I have- since I was in high school- been extremely interested in understanding how others see me. I am generally unbothered by what any particular stranger thinks. But societies aggregate perception of me seems to hold the key to understanding how well I am aligning my internal world with the external. I think I am smart, am I perceived as smart? I think I am free spirited, am I perceived as free spirited? Do I come across as sophisticated? Can people tell that I am kind, even through all of the jokes I make? How attractive am I? The answer is morally neutral but the information is important to me. This particular mental tick is less exhausting than it seems when described on paper. I am shooting for self-awareness. The foundation of self-improvement. What any person thinks of me is none of my business, what everyone thinks of me tells me a lot about what I should work on.
I don’t know where I live. And while it does not actually matter— all of the places I would consider are the same place with a different filter— it feels important. It’s time to settle in one place, I know that. God save my soul, but not right now. I am finished with youthful chaos but not quite ready to embrace the adulthood that still looks painfully mundane to me. I do not want to commit to who I am even enough to pick a state. Am I a New Yorker? A Floridian? Should I pack everything up and try a whole new place?

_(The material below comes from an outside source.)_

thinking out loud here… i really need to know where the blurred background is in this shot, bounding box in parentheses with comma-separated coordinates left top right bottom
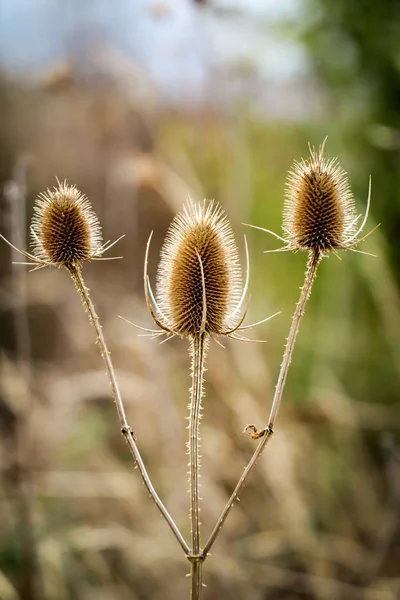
(1, 0, 400, 599)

Several weeks ago, I was sobbing through a therapy session. I was very worked up, in a state I rarely allow myself to reach. Eating caramel corn as I cried big, salty tears about how terrified I am. “I just want to go home.” It was the only thing I said, again and again, while my gentle, pretty analyst tried to ask me what I meant. I just want to go home. “Where is home?” Home is where people take care of you and are on your team. I finally managed to tell her that when I feel uncertain about the future, I imagine I am still in my old sea foam green bedroom, plush tonal carpet on the floors, soft linen sheets, my husband at rest beside me. "But I don’t know if I actually want to go home or if I am scared that I will never have a home again.”